このような背景から、かつて多くの旅行者が利用し賑わっていた、バンコク北バスターミナル発のローカル長距離バスやバンコク中央駅発のタイ国鉄の東北線は、徐々に外国人旅行者の利用が減少傾向にあるようです。
現在これらの交通機関を積極的に利用しているのはタイ人の学生グループやタイ人ビジネスマンなどです。
時代の流れを感じながらも、今でもこのルートを陸路で移動することが多い私は「根っからのバックパッカー」なのかも知れません。
バス網が発達したタイの長距離バスを利用する場合
※ビエンチャン中央バスターミナルとウドンタニのバスターミナルを結ぶ国際バスです。
※んっ!日の丸が見えると思い寄ってみると京都からの支援で送られたバスでした。ありがとうございます。
※給油中のローカル長距離バス、2階建てでピカピカですね。
※ウドンタニからの長距離バスの車内はエアコンが利きすぎているのが難ですが、防寒対策をしておけば快適です。
ビエンチャンとバンコク間のバス移動には次に挙げる3つのローカルバス・ルートが選べます。
- ビエンチャン~バンコク
- ビエンチャン~ノーンカイ~バンコク
- ビエンチャン~ウドンタニ~バンコク
今回は3番のウドンタニ経由のルートでバンコクに向かい、2番のノーンカイ経由のルートでビエンチャンに戻りました。
いざ!タイ・バンコクへ!(往路)
私はビエンチャンから約170キロ離れた町に住んでいるので、まずはビエンチャンを目指します。

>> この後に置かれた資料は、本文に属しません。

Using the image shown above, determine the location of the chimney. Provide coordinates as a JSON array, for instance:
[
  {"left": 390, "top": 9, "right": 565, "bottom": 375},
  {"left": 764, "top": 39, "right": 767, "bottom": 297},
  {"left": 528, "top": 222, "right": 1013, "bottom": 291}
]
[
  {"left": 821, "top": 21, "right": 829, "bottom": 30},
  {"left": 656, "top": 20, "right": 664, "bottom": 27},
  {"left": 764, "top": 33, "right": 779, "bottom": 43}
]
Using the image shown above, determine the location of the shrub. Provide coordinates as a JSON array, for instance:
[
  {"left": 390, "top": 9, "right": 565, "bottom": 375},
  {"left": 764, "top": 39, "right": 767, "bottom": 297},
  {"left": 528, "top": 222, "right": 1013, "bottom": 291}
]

- 09:30(ツーリストバスでビエンチャンに向け出発)
- 13:30(ビエンチャン着、ビエンチャン中央バスターミナル・タラートサオへ徒歩移動)
- 14:00(ウドンタニ行国際バス出発)
- 16:00(ウドンタニバスターミナル着)
バンコク行のチケットを購入、荷物をバス会社のオフィスに預け、町を散策し食事を済ませます。
- 21:30(ウドンタニバスターミナル発)
- 05:30(バンコク・北バスターミナル・モーチット・マイ着)
- 06:30(北バスターミナル発市内バス出発)
- 08:30(カオサンロード着)
出発からバンコク・カオサンロードまで約24時間のバス移動でした。ウドンタニからはVIPバスを運航する「Sombat Tour」を利用し、料金は454バーツ(約1,600円)と激安です。
3列シートでフルリクライニング付きの比較的新しい車体で、ブランケットや首枕の準備もあり快適に移動することができました。シートにはマッサージ機能が付いているので、乗車中はブルブルと振動させながら横になっていました。

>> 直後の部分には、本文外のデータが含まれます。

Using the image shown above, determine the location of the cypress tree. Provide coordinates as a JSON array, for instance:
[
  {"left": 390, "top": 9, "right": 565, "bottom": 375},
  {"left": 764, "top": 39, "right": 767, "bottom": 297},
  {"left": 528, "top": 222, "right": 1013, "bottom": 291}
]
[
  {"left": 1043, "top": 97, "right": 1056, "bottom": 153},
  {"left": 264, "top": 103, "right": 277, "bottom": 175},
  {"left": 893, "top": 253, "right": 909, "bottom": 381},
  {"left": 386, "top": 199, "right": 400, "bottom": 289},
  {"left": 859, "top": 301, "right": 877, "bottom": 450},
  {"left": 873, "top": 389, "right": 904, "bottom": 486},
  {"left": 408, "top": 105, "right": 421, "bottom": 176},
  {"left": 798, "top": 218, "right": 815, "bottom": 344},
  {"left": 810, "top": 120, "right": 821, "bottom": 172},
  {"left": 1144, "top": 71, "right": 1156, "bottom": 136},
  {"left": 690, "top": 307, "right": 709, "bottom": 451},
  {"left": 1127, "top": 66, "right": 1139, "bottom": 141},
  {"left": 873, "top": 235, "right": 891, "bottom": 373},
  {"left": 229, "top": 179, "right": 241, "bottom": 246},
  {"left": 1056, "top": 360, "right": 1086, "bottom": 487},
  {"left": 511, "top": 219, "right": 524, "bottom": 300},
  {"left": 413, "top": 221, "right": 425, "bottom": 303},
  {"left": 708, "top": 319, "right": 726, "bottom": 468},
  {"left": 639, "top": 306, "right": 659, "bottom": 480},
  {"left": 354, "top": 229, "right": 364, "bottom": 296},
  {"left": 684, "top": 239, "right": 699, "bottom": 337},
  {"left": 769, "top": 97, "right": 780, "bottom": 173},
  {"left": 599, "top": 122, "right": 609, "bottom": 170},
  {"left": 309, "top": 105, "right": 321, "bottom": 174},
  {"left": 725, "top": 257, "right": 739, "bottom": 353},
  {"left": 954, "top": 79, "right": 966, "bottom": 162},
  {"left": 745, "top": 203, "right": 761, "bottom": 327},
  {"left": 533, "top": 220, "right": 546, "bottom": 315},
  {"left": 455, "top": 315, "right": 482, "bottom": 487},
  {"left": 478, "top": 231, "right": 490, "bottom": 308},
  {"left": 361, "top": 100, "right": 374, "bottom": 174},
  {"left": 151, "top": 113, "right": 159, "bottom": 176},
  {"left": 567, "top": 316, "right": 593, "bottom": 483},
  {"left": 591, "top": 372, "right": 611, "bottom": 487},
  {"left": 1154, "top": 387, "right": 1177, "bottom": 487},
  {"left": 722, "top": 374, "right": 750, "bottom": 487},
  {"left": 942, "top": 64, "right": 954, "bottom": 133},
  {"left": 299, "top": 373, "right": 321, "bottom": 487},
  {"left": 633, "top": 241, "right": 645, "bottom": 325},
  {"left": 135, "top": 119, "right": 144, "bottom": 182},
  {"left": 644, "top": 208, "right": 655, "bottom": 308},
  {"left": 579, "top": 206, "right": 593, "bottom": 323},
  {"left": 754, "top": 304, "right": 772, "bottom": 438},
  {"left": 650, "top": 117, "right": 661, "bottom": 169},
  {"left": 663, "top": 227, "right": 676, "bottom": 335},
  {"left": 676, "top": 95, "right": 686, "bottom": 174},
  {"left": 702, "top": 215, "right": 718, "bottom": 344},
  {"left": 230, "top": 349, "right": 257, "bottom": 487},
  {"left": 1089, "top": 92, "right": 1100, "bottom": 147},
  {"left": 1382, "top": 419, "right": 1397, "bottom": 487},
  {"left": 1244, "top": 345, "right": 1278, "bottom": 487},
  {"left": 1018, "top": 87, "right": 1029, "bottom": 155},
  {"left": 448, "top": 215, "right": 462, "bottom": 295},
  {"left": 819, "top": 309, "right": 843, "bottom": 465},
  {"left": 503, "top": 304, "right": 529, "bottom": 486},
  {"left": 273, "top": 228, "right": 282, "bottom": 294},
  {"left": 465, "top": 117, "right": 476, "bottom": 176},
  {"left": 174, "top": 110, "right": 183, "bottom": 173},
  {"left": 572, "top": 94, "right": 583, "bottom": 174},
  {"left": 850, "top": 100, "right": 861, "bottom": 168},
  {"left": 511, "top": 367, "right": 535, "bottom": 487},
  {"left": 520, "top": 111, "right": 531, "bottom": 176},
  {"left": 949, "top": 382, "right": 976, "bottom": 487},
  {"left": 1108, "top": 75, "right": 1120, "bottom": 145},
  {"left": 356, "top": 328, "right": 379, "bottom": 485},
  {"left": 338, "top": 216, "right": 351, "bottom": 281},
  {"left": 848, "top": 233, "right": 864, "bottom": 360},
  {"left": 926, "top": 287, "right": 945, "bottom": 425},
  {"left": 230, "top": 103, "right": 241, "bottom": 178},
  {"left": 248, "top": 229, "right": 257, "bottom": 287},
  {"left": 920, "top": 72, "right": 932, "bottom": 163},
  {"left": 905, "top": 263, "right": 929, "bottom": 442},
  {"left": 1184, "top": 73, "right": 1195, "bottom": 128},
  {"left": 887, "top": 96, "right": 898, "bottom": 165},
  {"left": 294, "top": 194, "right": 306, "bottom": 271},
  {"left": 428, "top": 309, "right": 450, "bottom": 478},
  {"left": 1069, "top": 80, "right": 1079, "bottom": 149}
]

深夜02:00頃に途中の町で食事休憩があり、チケットに付いている食事券で簡単な食事が無料で食べられます。それ以外にも飲み水(珍しく冷えてました)と軽食代わりのお菓子が配られました。
さぁ!ラオス・ビエンチャンへ帰ろう!(復路)
バンコク発は当日の夕方まで予定が決まらず、バタバタしながらの出発となりました。
- 19:00(カオサンから市内バス乗車)
- 20:30(バンコク・北バスターミナル・モーチット・マイ着)
- 21:45(北バスターミナル発)
- 07:30(ノーンカイ国境前で下車)
- 08:30(タイ出国、ラオス入国)
- 09:30(市内バスラオス国境発)
- 10:10(タラートサオ・ビエンチャン中央バスターミナル着、徒歩移動)
- 13:30(ツーリストバスでビエンチャン発)
- 17:30(住んでいる町に到着)
帰りは往路よりは少し速かったですが、やはり24時間近い移動でした。時間ギリギリで駆け込んだためにバス会社を選ぶことができず、バンコク北バスターミナルからは「CHAN TOUR」を利用しました。

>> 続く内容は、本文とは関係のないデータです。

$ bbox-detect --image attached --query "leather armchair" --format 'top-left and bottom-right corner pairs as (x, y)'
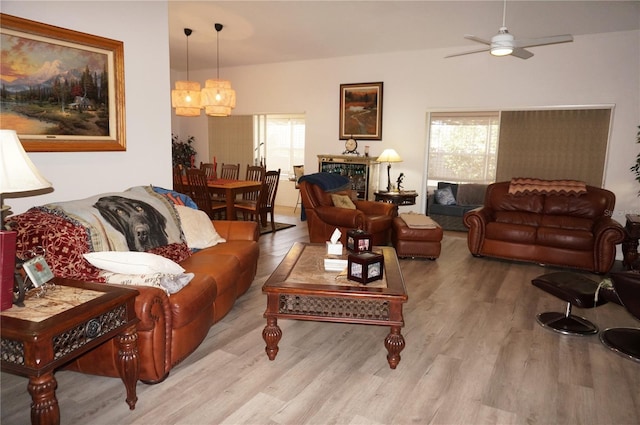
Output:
(300, 179), (397, 246)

残念ながら車体が古かったのですが、ノーンカイバスターミナルではなくタイとラオスの国境前で降りることができたのはラッキーでした。
CHAN TOURのオフィスがタイ・ラオス国境の「友好橋」前のセブンイレブンの隣にあるので、オフィス前で乗車、下車ができるそうです。
バンコクからビエンチャンに向かう旅行者にとってCHAN TOURは利用価値が高いバス会社ですね。
料金は494バーツ(約1,730円)と往路より若干高いのは、ウドンタニではなくノンカイまでの利用だからです。
ビエンチャン~バンコクの直行バスとは?
今回利用することはなかった1番のビエンチャン~バンコクの直行バスの存在が気になる方もいるでしょうから、少しふれておきます。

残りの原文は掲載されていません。